Глава первая 1995 год
Италия. Палермо… 1995 год.
Любовь нежна? Она груба и зла. И колется, и жжется, как терновник
(с) Шекспир. Ромео и Джульетта
Сквозь время, сквозь грани реальности
В вечных сумерках, в темноте
Без понятий о мерах нормальности
Бесполезных надежд пустоте
Через пропасть и расстояния
Босиком по стеклу, к мечте
Очень тонкой, невидимой ниточкой
Пришиваю себя к тебе….
Ульяна Соболева
Любовь нежна? Она груба и зла. И колется, и жжется, как терновник
(с) Шекспир. Ромео и Джульетта
Сквозь время, сквозь грани реальности
В вечных сумерках, в темноте
Без понятий о мерах нормальности
Бесполезных надежд пустоте
Через пропасть и расстояния
Босиком по стеклу, к мечте
Очень тонкой, невидимой ниточкой
Пришиваю себя к тебе….
Ульяна Соболева
— Юлия, у нас гости.
— Я сейчас спущусь, пап! Пару минут! Ма меня причесывает! — крикнула по-русски и с удовольствием посмотрела в зеркало. Ма, МамИ, МамИтта — пухлая черная гувернантка, я знала ее с рождения и не помнила себя без нее. Только Ма умела варить вкусную манную кашу и заплетать мне «колоски». Мами шила кукол, вязала зайцев и жила с нами. Мы все ее очень любили. За Ма я могла поколотить кого угодно и даже выцарапать глаза. Она самая любимая, и меня обожает. Нет, не за папины деньги, не потому что ей больше негде жить. А любит, потому что любит, и все. Она приехала в Италию вместе с родителями из Бруклина много лет назад. Мне никто не рассказывает, откуда Ма появилась, но на ее руках, ногах и спине есть бежевые шрамы. Она их прячет, но я все равно видела. Кто-то ее очень сильно обижал. Когда мы молимся по воскресеньям, Ма всегда благодарит мою маму и называет ее ангелом. И еще она говорит, что когда-то мои родители жили в другой стране… а потом сбежали оттуда в Америку. В той стране папу держали в тюрьме, и в той стране умерли мои сестра и брат от какой-то ужасной болезни. Но это секрет, и, если я расскажу кому-то, родители очень обидятся на Ма.
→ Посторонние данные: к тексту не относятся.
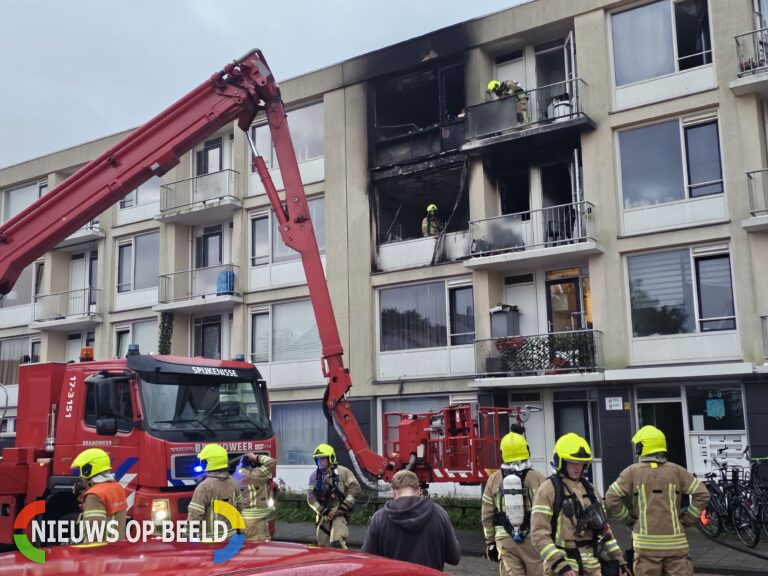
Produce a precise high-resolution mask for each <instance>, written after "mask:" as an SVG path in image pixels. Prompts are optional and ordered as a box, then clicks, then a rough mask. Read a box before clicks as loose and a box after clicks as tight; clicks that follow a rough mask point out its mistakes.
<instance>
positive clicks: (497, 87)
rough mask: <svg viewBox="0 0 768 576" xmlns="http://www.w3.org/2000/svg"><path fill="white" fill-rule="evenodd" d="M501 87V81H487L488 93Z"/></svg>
mask: <svg viewBox="0 0 768 576" xmlns="http://www.w3.org/2000/svg"><path fill="white" fill-rule="evenodd" d="M500 87H501V82H499V81H498V80H491V81H490V82H488V94H491V93H493V92H495V91H496V90H498V89H499V88H500Z"/></svg>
— Дон Альфонсо приехал с женой и сыновьями!
— Вернулись из Нью-Йорка? И сразу к тебе? Какая честь!
В голосе мамы недовольные нотки, и я начинаю прислушиваться.
— Вернулись. Не забывай, кто такой дон Альфонсо и насколько я дорожу нашей дружбой. Давай, подгони Анну, пусть накрывает на стол.
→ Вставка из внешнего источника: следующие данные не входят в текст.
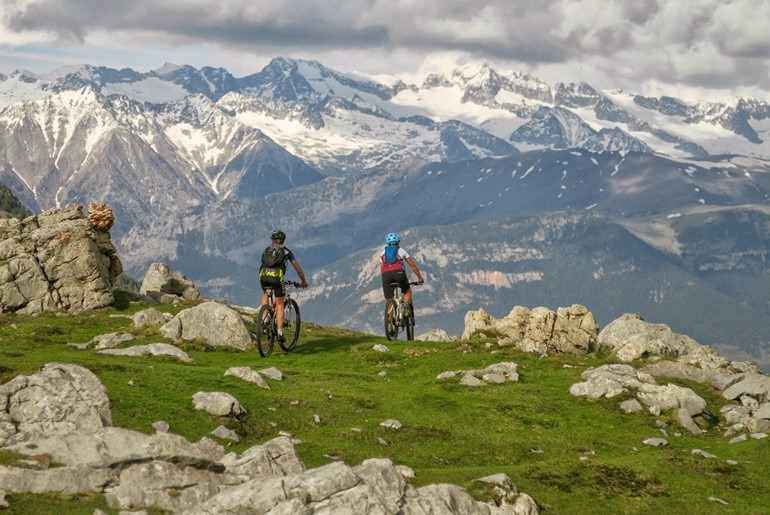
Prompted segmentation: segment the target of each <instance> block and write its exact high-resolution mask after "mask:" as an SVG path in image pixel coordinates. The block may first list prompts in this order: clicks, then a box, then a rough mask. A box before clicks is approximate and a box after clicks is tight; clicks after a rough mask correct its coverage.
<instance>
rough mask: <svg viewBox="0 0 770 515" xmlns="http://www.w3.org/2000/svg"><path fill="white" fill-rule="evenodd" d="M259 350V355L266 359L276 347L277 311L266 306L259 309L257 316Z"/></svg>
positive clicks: (257, 327) (268, 306) (258, 350)
mask: <svg viewBox="0 0 770 515" xmlns="http://www.w3.org/2000/svg"><path fill="white" fill-rule="evenodd" d="M256 332H257V350H258V351H259V355H260V356H262V357H263V358H266V357H267V356H269V355H270V354H272V353H273V346H274V345H275V311H273V308H272V307H270V306H268V305H264V306H262V307H261V308H259V314H258V315H257V329H256Z"/></svg>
— Я знаю, кто он такой, Миша. И именно потому что я это знаю… мне бы не хотелось такой тесной дружбы.
— Эта дружба залог всего для нас. И я больше не намерен обсуждать это с тобой.
— Знай свое место, женщина?
— Надя! — в голосе отца металлические нотки.
— Любимые блинчики Альфонсо с красной икрой уже готовы.
— Вот и чудненько, и позаботься, чтоб дети нам не мешали, когда мы уйдем в кабинет.
Понятно, маме этот Альфонсо не нравится, а у папы с ним какие-то дела, и этот Альфонсо важная шишка. Отец сказал, он с сыновьями? Интересно, папа действительно думает, что я стану развлекать каких-то мальчишек? Словно в ответ на мои мысли отец заглянул в мою комнату:
— Юлия! — строго сказал он. — Ты вторая хозяйка дома. Будь гостеприимной и без своих выкрутасов! Поняла?!
Когда отец ушел, я посмотрела через зеркало на Ма.
— Противные ди Мартелли! Как я их терпеть не могу!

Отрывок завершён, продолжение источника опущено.